Next is to place a large non-stick skillet on the range top to make the sauce. Begin with good quality olive oil. It is generally best to cook with good quality oils and save your extra virgin for salads and such. This will be the foundation of the sauce, however, so you want the best flavor. Start with about a tablespoon for two servings.
The second step is garlic or onions (or both). Use a single clove of garlic along with some sliced or minced shallots. Very thinly sliced red or white onion cooked slowly and allowed to caramelize is delicious as the beginning of a topping for your chicken or fish.
Add a little texture with pine nuts or pumpkin seeds in the pan before the onions. Let them toast just a bit before adding the garlic or onions to bring out the most flavor. This does add some fat but keep in mind that the nuts and seeds are good, monounsaturated fats.

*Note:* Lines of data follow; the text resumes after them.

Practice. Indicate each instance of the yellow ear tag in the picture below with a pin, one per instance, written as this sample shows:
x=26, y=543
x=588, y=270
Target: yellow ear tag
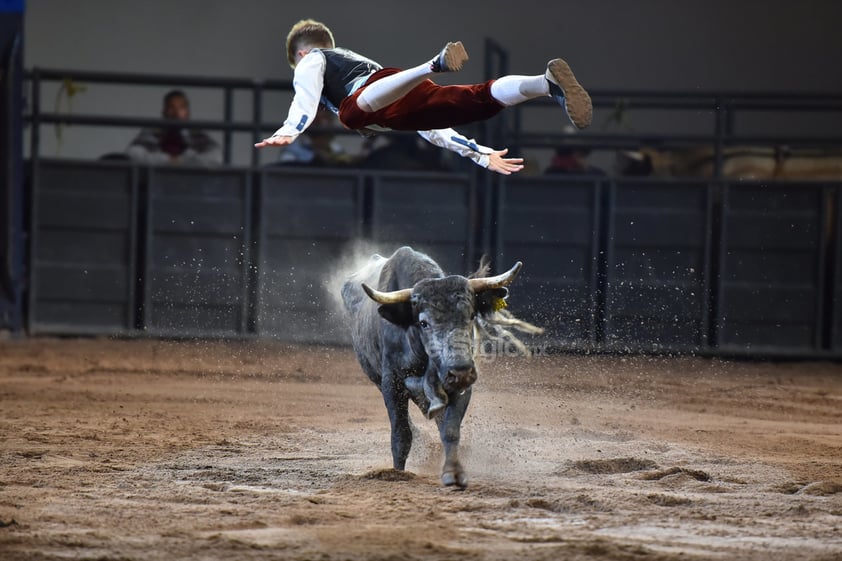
x=499, y=304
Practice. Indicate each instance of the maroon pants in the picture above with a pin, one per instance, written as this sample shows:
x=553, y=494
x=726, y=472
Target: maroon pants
x=427, y=106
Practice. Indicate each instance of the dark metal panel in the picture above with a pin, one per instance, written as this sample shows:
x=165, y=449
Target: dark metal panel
x=430, y=212
x=198, y=234
x=310, y=221
x=656, y=265
x=83, y=248
x=11, y=172
x=772, y=268
x=553, y=225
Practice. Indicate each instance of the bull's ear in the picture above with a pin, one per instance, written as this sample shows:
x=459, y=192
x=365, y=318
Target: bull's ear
x=400, y=313
x=489, y=301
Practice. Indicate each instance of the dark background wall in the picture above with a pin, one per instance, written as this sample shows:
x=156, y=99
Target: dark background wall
x=757, y=45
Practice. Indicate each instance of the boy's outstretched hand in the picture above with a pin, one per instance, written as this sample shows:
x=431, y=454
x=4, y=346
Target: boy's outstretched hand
x=275, y=141
x=506, y=166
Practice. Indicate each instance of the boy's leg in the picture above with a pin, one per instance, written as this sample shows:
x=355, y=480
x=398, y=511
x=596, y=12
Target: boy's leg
x=387, y=90
x=558, y=81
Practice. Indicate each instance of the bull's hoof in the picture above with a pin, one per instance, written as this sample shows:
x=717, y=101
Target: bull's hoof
x=435, y=408
x=450, y=478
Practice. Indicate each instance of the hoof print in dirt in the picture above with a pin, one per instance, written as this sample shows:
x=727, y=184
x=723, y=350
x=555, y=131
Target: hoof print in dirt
x=614, y=465
x=389, y=475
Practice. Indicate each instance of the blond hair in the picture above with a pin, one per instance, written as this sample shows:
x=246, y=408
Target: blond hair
x=307, y=33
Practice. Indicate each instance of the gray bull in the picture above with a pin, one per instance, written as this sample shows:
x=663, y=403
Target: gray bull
x=417, y=322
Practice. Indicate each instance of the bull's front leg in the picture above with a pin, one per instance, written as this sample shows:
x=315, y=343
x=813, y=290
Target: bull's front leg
x=397, y=404
x=450, y=428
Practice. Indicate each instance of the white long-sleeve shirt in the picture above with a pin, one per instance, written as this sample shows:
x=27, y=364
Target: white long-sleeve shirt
x=308, y=81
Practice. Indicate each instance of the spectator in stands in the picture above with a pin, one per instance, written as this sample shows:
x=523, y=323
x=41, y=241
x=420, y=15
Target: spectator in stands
x=174, y=144
x=370, y=98
x=317, y=146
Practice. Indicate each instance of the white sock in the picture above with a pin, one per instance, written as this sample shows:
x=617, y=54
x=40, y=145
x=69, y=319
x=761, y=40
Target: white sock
x=391, y=88
x=511, y=90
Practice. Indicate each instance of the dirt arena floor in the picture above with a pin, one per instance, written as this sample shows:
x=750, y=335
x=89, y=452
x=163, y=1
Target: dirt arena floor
x=162, y=450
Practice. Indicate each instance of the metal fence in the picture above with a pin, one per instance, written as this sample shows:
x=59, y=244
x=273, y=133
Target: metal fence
x=610, y=265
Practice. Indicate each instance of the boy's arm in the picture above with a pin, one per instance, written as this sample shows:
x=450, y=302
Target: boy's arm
x=307, y=81
x=484, y=156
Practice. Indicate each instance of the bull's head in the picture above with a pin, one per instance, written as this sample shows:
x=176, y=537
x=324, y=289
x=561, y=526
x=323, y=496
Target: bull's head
x=442, y=312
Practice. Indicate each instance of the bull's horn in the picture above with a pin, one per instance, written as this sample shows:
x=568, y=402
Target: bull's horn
x=394, y=297
x=487, y=283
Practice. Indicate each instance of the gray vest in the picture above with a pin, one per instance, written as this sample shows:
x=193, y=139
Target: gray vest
x=342, y=69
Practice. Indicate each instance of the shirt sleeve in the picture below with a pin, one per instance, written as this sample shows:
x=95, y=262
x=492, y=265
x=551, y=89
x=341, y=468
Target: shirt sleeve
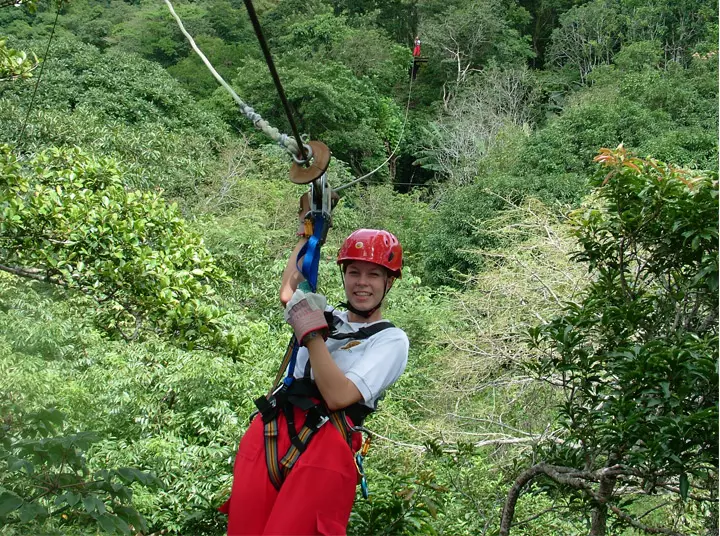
x=382, y=363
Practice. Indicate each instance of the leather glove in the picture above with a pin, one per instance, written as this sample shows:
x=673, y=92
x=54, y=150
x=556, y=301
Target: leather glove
x=305, y=312
x=305, y=208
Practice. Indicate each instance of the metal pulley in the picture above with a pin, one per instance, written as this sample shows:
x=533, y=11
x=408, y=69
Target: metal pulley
x=318, y=155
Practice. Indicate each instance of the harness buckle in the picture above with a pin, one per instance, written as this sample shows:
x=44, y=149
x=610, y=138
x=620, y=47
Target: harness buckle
x=321, y=421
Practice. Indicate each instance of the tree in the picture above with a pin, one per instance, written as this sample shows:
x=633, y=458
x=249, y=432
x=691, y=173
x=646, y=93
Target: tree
x=636, y=358
x=495, y=99
x=66, y=219
x=588, y=36
x=47, y=476
x=15, y=64
x=466, y=38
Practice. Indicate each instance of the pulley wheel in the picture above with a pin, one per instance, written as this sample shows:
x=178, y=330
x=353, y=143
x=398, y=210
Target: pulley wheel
x=318, y=164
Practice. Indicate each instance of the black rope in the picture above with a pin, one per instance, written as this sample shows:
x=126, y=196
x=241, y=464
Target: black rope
x=37, y=82
x=273, y=73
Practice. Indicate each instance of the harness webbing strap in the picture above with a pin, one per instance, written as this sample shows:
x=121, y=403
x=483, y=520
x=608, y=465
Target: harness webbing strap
x=271, y=453
x=310, y=252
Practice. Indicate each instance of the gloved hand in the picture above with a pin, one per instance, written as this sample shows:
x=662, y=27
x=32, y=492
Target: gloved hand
x=305, y=312
x=305, y=208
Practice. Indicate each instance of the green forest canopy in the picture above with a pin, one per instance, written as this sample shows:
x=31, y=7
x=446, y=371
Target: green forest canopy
x=145, y=224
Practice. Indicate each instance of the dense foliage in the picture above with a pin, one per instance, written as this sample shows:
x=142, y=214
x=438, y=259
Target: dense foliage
x=635, y=355
x=136, y=200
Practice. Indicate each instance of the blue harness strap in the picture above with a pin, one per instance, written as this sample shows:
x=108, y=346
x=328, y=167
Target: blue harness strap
x=310, y=253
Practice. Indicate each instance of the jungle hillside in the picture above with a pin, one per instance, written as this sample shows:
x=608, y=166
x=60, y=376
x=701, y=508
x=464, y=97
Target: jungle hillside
x=549, y=166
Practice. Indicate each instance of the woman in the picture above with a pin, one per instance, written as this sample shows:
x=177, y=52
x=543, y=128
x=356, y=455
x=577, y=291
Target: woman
x=346, y=362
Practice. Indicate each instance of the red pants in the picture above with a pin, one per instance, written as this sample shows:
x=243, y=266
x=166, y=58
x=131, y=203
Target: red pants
x=316, y=497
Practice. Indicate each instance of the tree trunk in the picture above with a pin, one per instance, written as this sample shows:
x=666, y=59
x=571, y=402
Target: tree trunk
x=599, y=514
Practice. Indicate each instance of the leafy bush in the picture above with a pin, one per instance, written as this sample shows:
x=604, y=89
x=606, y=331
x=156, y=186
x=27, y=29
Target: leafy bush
x=67, y=220
x=636, y=356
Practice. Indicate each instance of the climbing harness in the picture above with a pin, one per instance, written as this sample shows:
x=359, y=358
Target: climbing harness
x=304, y=394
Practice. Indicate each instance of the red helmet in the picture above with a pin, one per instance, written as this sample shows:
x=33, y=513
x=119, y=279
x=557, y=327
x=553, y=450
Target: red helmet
x=371, y=245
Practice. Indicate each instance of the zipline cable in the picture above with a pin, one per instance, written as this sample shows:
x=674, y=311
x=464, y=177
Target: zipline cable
x=287, y=142
x=37, y=82
x=273, y=72
x=283, y=140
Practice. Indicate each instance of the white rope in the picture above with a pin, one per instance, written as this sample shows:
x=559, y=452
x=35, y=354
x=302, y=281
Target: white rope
x=402, y=132
x=285, y=141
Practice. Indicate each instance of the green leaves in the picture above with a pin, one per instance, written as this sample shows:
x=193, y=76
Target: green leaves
x=15, y=64
x=67, y=219
x=48, y=476
x=637, y=355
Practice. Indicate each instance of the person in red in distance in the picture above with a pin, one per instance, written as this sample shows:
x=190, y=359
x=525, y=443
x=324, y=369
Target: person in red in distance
x=416, y=50
x=346, y=362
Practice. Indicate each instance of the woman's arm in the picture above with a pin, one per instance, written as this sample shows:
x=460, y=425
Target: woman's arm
x=337, y=390
x=291, y=276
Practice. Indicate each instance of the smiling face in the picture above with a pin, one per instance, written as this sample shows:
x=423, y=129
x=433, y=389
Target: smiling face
x=366, y=284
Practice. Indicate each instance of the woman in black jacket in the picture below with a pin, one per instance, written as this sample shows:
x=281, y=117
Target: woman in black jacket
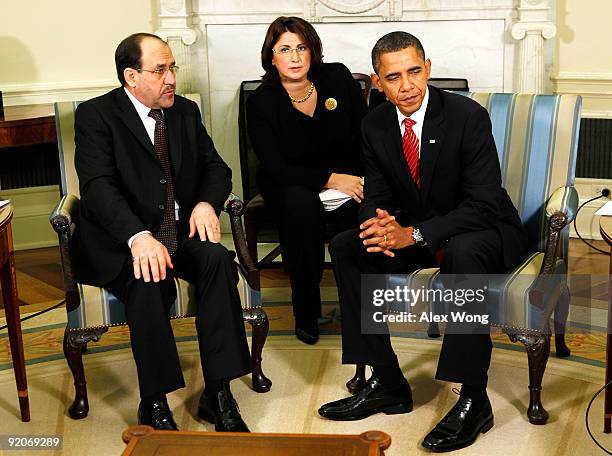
x=304, y=124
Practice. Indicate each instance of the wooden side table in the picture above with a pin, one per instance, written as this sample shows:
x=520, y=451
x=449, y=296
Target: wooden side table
x=8, y=283
x=144, y=440
x=605, y=228
x=27, y=125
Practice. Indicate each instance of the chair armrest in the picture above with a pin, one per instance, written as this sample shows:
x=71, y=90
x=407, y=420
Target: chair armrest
x=64, y=213
x=63, y=217
x=565, y=200
x=561, y=210
x=235, y=208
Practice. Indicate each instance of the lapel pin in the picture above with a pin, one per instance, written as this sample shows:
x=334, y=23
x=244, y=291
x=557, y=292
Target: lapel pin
x=331, y=104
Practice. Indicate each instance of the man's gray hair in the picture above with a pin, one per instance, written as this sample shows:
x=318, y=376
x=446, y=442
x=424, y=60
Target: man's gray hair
x=394, y=42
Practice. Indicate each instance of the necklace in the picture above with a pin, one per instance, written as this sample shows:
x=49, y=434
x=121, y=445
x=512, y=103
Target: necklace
x=306, y=97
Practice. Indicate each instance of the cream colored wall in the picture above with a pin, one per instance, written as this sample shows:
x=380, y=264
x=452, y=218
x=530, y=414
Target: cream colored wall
x=582, y=62
x=62, y=49
x=53, y=50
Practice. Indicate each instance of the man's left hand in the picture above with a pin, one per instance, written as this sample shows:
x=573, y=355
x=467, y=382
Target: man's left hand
x=384, y=234
x=204, y=220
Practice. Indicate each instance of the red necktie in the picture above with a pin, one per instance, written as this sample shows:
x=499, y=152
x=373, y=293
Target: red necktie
x=411, y=151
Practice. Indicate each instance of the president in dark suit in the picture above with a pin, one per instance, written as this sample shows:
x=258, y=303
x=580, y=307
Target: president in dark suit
x=152, y=186
x=432, y=184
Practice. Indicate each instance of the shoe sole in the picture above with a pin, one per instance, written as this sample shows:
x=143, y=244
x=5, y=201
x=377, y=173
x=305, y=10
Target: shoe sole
x=483, y=430
x=204, y=416
x=404, y=407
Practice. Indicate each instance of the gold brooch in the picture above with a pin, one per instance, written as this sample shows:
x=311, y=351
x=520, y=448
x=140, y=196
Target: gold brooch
x=331, y=104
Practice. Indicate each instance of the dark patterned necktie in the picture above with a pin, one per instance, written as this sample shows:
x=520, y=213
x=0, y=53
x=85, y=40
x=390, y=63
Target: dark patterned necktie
x=167, y=231
x=411, y=151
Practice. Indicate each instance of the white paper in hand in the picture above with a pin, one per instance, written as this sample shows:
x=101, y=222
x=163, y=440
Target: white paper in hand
x=606, y=209
x=333, y=199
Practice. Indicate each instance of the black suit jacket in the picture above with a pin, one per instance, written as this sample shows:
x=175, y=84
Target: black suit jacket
x=123, y=186
x=295, y=149
x=460, y=174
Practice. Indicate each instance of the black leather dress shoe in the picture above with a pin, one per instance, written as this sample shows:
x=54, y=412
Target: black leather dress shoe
x=372, y=398
x=157, y=415
x=223, y=412
x=307, y=331
x=461, y=426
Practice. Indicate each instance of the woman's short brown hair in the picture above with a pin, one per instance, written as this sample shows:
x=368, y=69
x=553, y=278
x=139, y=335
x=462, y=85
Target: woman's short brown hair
x=300, y=27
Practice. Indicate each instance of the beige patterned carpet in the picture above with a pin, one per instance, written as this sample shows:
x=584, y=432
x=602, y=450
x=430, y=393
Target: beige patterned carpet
x=305, y=377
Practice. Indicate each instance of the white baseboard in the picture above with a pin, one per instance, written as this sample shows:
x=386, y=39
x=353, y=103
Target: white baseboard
x=32, y=207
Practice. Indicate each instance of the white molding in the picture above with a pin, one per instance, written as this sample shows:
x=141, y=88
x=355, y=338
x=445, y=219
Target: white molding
x=50, y=92
x=587, y=221
x=592, y=83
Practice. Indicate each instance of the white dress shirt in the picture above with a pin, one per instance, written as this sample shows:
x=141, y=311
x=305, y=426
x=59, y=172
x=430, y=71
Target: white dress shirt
x=149, y=124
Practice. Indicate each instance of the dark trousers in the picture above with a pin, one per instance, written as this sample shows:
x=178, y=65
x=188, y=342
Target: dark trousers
x=302, y=224
x=224, y=351
x=464, y=358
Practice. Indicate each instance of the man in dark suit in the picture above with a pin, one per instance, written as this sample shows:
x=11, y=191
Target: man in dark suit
x=152, y=186
x=432, y=184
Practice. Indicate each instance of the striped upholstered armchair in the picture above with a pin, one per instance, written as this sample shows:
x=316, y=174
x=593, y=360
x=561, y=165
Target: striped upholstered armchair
x=536, y=138
x=92, y=310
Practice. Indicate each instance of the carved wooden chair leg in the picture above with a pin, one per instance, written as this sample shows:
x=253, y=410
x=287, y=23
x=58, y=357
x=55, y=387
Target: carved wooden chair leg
x=358, y=381
x=538, y=350
x=258, y=319
x=561, y=313
x=433, y=330
x=75, y=343
x=250, y=228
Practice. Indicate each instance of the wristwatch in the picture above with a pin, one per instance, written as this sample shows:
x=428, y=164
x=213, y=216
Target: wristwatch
x=418, y=237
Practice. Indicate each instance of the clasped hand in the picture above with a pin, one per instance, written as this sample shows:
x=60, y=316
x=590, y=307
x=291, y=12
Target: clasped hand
x=151, y=258
x=384, y=234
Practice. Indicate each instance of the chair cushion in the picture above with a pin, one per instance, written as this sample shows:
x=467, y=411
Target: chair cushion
x=510, y=308
x=100, y=308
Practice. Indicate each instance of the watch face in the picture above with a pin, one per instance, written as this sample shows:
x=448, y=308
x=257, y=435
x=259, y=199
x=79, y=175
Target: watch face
x=416, y=235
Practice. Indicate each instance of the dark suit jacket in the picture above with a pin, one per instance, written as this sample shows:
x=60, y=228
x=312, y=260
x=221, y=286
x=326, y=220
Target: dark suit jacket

A favorite ingredient is a handful of grape or cherry tomatoes. They are generally great year ‘round, having a fresher, more tomatoey flavor than larger varieties like roma tomatoes. Cook them along with the onions or garlic so that they will brown a bit on the outside before crushing them to allow the added liquid for the sauce. Alternatively, a tablespoon of tomato sauce with just a bit of water will make for a rich, savory sauce.
Try adding something tart. By starting with the sweetness of the onions, the savory nuts and tomato, balancing with ingredients like capers or olives is just right. It doesn’t take much. A tablespoon or so of capers or 4 diced olives is enough. For example, the little red pepperoncini that from the olive bar at the grocery store. They add both the tartness and a bit of spice.
All of the ingredients should be sautéed together over medium heat at the most. The goal is to have a blend of flavors that can still be tasted separately. Overcooking will spoil the topping. Add 1/4 teaspoon of salt as well as some pepper. Using one of your favorite herbs in small amounts will add a lot of flavor. Focus on a single herb and use fresh whenever possible.
While the topping is cooking and after the oven is preheated spray the skillet lightly with oil. Place the meat or fish in the pan to sear and cook for between 10 and 20 minutes depending on what you have chosen. Your sauce will be equally good over seared flank steak as well as halibut or salmon. A pan roasted chicken breast is perfect as well.
Depending on your choice of ingredients consider about a teaspoon of unsalted butter to add richness to the sauce.
Here’s a table to help you make some new combinations (this is enough to make two servings of sauce):
Base | Extras | Liquid | Tartness | Flavorings |
1 clove garlic sliced | 8 cherry tomatoes | 1/4 cup chicken stock or white wine | 1 Tbsp. capers | 1/8 tsp. salt |
1 large shallot (minced or sliced) | 1 ounce prosciutto | 2 tsp. coarse ground mustard | 6 black or green olives (coarsely chopped) | Black pepper |
1 small red onion (sliced) | 2 Tbsp. nuts or seeds (pine nuts, pumpkin seeds, slivered almonds, pecan pieces, etc.) | 1 teaspoon unsalted butter | 4 pepperoncini | 1 Tbsp. fresh herbs |
6 scallions (sliced) | 1 Tbsp. tomato paste | 1 Tbsp. maple syrup | 2 tsp. coarse ground mustard |
When the meat or fish is done, simply top it with the sauce. We have a lot of alternatives for side dishes that are also super simple here: Sides and Extras.
It takes some time to stock your kitchen, but you can purchase one or two ingredients each time you are at the grocery. After a while your kitchen will be stocked for a healthy, quick, easy, delicious and elegant meal.